Lia mengangguk. Di dalam ruangan yang dingin dan tertutup, Leo menatapnya tanpa senyum.
"Ada yang berubah dari kamu. Tapi jangan salah sangka," katanya datar. "Penampilan bisa menipu, tapi gesture seseorang tetap memantulkan siapa dirinya."
Lia menelan ludah. “Maksud Bapak?”
Leo mencondongkan tubuhnya sedikit, menatap mata Lia lebih dalam.
“Aku tidak suka wanita yang mencoba mendekatiku untuk alasan yang tidak jujur.”
Deg.
Perkataan itu seperti tamparan bagi Lia. Namun dia berusaha tetap tenang.
“Aku tidak punya alasan lain datang ke kelas ini selain belajar, Pak,” jawabnya datar.
Leo memperhatikannya beberapa detik, sebelum akhirnya berkata, “Baik. Kita lihat sampai kapan kamu bisa konsisten dengan ucapanmu.”

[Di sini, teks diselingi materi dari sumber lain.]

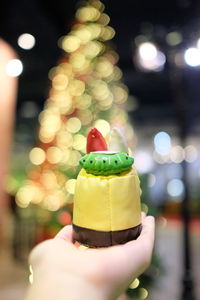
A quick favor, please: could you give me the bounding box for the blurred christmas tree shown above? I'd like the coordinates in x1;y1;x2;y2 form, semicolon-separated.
12;0;159;299
16;0;133;211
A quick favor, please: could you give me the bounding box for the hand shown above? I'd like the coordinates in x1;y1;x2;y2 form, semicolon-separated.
26;215;154;300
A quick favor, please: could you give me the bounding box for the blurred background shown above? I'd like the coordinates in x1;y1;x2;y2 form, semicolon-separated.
0;0;200;300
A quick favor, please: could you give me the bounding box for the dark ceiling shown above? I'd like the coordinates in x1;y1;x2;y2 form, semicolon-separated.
0;0;200;134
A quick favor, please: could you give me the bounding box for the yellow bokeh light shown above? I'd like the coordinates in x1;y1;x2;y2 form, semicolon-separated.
52;74;68;90
96;59;113;77
72;25;92;44
62;35;81;52
65;179;76;195
46;147;63;164
76;6;100;22
70;53;86;70
66;117;81;133
40;171;57;190
59;62;73;78
100;26;115;41
170;145;185;164
68;79;85;96
83;41;103;59
113;85;128;104
48;66;62;80
29;147;46;165
89;0;105;11
129;278;140;289
98;13;110;26
68;150;81;167
73;134;86;152
139;288;149;300
61;149;71;167
56;130;73;149
141;203;149;214
75;93;92;109
78;109;93;125
86;23;102;40
94;119;110;137
16;185;33;208
92;80;110;101
39;127;55;143
39;109;61;134
43;193;61;211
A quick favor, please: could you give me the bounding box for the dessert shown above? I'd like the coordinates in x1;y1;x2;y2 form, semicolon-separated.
73;128;141;247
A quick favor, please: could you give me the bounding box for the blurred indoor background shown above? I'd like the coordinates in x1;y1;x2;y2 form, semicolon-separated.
0;0;200;300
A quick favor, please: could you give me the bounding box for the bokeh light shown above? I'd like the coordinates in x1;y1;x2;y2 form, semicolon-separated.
94;119;110;136
29;147;46;165
154;131;171;155
184;48;200;67
134;150;153;173
167;179;184;197
136;42;166;71
184;145;198;163
166;31;183;46
17;33;35;50
148;173;156;187
6;59;23;77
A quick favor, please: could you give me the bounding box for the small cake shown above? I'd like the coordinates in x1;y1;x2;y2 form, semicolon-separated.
73;128;141;247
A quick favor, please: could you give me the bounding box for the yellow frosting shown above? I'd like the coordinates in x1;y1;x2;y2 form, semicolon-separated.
73;169;141;231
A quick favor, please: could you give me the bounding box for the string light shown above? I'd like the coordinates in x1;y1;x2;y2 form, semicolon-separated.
17;33;35;50
5;59;23;77
16;0;133;211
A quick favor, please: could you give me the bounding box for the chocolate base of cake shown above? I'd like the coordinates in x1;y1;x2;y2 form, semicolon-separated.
73;224;142;248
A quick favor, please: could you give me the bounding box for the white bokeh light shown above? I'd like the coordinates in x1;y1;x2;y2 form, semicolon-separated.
17;33;35;50
136;42;166;72
6;59;23;77
167;179;184;197
184;48;200;67
154;131;171;155
148;173;156;187
138;42;158;60
134;150;154;173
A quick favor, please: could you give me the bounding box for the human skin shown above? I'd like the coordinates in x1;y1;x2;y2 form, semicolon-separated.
25;214;155;300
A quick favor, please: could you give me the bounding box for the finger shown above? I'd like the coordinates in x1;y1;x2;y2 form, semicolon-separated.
137;216;155;245
141;211;147;223
97;217;154;280
55;225;72;242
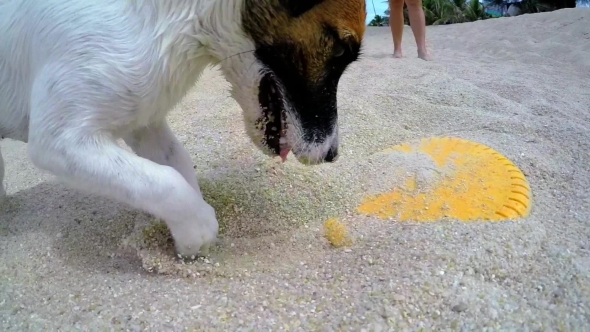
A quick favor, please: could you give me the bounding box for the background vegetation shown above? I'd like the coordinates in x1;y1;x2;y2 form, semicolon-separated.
369;0;590;26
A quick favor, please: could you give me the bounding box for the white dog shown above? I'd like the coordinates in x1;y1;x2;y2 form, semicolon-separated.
0;0;366;256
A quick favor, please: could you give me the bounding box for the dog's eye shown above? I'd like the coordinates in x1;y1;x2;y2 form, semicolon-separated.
332;44;344;58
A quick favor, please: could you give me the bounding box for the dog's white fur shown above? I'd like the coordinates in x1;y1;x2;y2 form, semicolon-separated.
0;0;337;256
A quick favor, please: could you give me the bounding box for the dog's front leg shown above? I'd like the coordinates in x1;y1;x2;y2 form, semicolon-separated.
0;148;6;203
28;116;219;257
123;121;201;195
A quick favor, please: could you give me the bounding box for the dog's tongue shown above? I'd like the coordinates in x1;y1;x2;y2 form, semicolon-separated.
280;147;291;162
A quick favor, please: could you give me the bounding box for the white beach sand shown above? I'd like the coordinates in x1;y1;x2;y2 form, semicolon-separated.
0;9;590;331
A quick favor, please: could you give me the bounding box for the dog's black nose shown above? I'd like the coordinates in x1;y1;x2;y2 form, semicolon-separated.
324;147;338;163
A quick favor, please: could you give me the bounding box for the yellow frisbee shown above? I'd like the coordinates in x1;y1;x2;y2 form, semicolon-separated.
357;137;531;221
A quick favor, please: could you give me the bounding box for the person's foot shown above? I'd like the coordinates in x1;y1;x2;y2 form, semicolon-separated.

Setelah keluar dari ruangan dosen, Lia berdiri di lorong cukup lama, menenangkan degup jantungnya. Entah mengapa, setiap bertemu Leo, ia merasa seolah pria itu bisa membaca isi kepalanya.
Sementara itu, Leo kembali duduk dan membuka folder lama yang tersimpan di laci. Di dalamnya, ada foto ayahnya—Allesandro Venturi—dengan coretan tangan Leo di bagian pinggir: “Kenapa kau mati begitu misterius, Pa?”
Di sisi lain, Dario sedang berbicara lewat telepon dengan seseorang.
“Dia sudah mulai merubah penampilannya?” tanya suara di seberang.
“Sudah. Tapi Leo itu terlalu hati-hati. Tak semudah itu dia lengah,” jawab Dario sambil menyesap minuman keras.
“Jangan terburu-buru. Kita butuh waktu. Ingat, angka itu ada padanya. Kita hanya perlu menemukan cara untuk membongkar tanpa dia curiga.”
Dario diam sejenak. Tatapannya gelap.
“Kalau semua cara gagal... aku sendiri yang akan menghadapinya.”